Who's to Blame? Lessons from Atlanta Snow Storm


Mild weather returned to the South Friday, helping with recovery efforts from one of the worst winter storms to hit parts of the region in many years.

The storm was a disaster, not only for governments, but for small and large businesses since customers and workers were forced to stay home.

In the Atlanta area, hundreds of drivers have finally been reunited with their abandoned cars. Schools remain closed but state employees have been told to go back to work.

Georgia's governor and other state officials apologized for not shutting the city down before the snow.

"I'm the governor. The buck stops with me," Gov. Nathan Deal said. "I accept the responsibility for it."

This type of situation has happened before. In 2005, Houston residents flooded the highways in an attempt to escape Hurricane Rita, leading to deadly gridlock.

One expert said the lesson is that cities have to have a plan.

"Atlanta didn't understand that snow is the enemy unless you're on a ski slope," said Dr. Mitchell Moss, professor of urban planning at New York University. "Whatever was done was done in response to the crisis and not because there was a plan"

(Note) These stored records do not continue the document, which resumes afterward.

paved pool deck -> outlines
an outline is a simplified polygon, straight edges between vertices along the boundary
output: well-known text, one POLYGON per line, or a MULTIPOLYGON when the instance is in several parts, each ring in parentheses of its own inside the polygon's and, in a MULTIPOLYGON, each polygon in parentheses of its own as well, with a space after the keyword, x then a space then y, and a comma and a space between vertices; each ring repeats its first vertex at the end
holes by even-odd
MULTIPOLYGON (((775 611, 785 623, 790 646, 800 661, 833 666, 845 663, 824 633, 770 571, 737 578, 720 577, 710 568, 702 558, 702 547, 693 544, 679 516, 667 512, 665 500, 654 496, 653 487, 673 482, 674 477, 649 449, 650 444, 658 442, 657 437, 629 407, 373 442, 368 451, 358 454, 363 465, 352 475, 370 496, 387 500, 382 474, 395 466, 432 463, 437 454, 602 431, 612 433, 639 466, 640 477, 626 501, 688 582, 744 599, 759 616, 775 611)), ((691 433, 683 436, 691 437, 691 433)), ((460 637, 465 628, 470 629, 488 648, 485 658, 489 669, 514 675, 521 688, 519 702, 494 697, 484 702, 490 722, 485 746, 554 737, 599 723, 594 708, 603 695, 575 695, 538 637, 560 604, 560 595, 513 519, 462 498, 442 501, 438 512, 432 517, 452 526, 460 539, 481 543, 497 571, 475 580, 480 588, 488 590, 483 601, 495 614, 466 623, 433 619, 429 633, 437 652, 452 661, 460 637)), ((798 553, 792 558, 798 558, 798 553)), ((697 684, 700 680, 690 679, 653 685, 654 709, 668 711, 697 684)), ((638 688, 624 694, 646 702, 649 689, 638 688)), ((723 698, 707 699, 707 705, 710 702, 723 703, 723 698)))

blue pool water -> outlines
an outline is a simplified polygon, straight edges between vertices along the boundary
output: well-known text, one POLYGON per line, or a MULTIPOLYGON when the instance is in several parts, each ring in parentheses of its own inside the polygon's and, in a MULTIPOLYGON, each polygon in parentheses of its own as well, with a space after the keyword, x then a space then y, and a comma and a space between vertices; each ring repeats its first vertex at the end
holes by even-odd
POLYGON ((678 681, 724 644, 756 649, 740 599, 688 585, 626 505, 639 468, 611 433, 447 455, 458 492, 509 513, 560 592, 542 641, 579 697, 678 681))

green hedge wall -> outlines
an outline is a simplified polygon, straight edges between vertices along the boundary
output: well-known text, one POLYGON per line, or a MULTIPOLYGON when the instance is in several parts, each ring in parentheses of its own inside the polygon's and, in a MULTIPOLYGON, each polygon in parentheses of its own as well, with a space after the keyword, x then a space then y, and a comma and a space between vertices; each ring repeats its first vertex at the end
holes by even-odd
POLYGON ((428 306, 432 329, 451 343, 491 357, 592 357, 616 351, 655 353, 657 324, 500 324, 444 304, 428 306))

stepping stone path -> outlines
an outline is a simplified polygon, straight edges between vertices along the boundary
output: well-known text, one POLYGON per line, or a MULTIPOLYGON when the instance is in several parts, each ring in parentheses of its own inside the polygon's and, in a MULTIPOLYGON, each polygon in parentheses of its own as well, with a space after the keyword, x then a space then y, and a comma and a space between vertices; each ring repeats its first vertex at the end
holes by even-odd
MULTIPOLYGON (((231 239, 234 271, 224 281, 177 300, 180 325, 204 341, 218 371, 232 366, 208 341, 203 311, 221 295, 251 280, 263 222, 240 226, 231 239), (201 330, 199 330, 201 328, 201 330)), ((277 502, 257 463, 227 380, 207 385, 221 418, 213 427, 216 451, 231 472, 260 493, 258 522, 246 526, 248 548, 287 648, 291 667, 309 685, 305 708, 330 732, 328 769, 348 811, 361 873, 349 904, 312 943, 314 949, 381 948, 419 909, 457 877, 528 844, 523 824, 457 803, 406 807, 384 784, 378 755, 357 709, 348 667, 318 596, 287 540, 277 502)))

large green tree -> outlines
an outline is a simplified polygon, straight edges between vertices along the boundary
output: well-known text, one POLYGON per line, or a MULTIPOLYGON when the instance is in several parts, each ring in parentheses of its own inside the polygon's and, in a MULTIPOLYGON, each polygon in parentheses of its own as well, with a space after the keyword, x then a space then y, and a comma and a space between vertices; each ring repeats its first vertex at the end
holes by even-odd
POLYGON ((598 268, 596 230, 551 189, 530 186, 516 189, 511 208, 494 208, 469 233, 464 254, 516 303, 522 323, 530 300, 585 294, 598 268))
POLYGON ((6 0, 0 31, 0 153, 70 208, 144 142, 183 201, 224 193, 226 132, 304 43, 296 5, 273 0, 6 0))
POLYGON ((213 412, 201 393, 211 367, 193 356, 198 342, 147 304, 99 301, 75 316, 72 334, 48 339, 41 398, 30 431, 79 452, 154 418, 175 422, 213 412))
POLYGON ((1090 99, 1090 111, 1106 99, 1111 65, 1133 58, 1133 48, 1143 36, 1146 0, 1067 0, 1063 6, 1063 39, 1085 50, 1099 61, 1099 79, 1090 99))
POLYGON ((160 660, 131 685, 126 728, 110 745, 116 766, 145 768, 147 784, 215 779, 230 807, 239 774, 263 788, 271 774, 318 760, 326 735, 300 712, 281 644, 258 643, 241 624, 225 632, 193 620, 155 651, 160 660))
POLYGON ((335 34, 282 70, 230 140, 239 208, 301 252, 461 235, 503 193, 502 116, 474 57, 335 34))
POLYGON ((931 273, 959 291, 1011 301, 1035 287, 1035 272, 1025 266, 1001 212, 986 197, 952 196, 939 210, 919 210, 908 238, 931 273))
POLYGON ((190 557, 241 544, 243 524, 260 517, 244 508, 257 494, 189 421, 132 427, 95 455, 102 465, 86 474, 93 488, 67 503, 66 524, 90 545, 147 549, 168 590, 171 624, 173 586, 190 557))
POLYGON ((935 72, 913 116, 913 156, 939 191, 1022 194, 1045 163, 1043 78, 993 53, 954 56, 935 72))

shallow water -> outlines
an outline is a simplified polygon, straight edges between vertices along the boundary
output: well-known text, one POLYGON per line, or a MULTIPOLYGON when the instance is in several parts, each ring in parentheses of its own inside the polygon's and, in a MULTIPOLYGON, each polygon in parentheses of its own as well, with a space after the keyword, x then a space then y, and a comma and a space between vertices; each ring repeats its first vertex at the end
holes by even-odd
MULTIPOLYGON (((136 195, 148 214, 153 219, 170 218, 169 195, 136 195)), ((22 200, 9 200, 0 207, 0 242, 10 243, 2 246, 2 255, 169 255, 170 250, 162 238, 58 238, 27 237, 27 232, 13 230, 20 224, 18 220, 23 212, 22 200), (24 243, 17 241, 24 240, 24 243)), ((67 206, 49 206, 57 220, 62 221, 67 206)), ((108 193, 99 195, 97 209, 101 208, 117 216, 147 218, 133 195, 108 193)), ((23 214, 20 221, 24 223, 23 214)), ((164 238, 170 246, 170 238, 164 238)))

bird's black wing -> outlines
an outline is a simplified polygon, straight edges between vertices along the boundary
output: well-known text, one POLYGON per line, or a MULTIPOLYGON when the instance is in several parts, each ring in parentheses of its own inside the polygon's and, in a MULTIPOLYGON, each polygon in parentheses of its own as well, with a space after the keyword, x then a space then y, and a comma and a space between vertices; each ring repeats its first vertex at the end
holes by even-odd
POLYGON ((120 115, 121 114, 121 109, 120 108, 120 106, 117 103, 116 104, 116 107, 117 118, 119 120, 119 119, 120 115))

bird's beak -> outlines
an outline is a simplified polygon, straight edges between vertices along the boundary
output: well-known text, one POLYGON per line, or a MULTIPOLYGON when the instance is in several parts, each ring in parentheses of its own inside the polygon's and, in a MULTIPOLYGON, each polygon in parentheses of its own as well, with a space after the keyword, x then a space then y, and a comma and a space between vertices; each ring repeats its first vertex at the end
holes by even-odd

CBN's Operation Blessing and the city of Norfolk, Va., had a plan, called Operation Snow Buddy, in which teams of workers helped dig out those most in need.

"I was watching TV, you know, reporting the weather," one Norfolk resident said. "And they mentioned your name, so I called, and here you are -- thank you!"

Operation Blessing also provided a semi-truck load of 20 tons of rock salt to help clear sidewalks and driveways.